Tyndall also pointed to SBI testing of a sweatshirt Raven Abaroa had worn in which an analyst determined a stain could have only been created by pressure from a living person. The test was linked to Duane Deaver, a longtime blood analyst who was fired two years ago amid an independent review of questionable practices at the North Carolina State Crime Lab.
Raven Abaroa, who left North Carolina with his son after his wife's death, was arrested Feb. 1, 2010, at his home in Montpelier, Idaho.
In September 2008, he remarried.
His wife, Vanessa Pond, later went to Durham police investigators, claiming rapid mood swings, verbal abuse and physical violence, she said in a May 2009 interview with FOX 50's NC Wanted.
Raven Abaroa never commented on Pond's claims.

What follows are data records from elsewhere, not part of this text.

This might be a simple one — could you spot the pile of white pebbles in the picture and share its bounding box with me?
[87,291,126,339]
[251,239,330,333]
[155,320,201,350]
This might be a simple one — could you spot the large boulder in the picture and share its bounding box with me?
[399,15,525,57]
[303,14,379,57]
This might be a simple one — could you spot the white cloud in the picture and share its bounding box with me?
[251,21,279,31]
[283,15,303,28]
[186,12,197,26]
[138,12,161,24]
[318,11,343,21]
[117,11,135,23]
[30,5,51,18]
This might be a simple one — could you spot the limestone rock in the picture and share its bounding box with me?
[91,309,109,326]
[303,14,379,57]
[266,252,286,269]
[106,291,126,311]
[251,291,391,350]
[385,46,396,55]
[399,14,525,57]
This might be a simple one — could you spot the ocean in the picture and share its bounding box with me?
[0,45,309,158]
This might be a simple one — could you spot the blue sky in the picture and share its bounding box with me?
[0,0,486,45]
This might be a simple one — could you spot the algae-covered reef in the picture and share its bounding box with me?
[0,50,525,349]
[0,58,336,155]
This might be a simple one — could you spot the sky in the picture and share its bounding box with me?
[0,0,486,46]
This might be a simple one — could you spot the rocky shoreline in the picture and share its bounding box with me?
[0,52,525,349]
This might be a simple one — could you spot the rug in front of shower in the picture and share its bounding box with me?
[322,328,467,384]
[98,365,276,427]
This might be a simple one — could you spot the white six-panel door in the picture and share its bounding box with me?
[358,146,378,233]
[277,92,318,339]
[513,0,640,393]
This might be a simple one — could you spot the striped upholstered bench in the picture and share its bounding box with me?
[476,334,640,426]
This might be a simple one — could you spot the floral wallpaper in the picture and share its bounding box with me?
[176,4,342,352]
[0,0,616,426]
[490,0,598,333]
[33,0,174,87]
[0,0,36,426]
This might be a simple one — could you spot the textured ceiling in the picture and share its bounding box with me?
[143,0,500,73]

"Things really started to make sense for us, and that's one of the hardest things with her passing for me is that I don’t understand why everything can all the sudden become so perfect and you can resolve all your problems and you can grow together and you can become parents together," he said in that interview. "Then, by whatever powers, whatever means, she's allowed to have her life taken and leave this earth, and to me, to this day it’s still hard to comprehend."
Raven Abaroa's trial is expected to last two to three weeks. If he's found guilty of first-degree murder, he faces life in prison.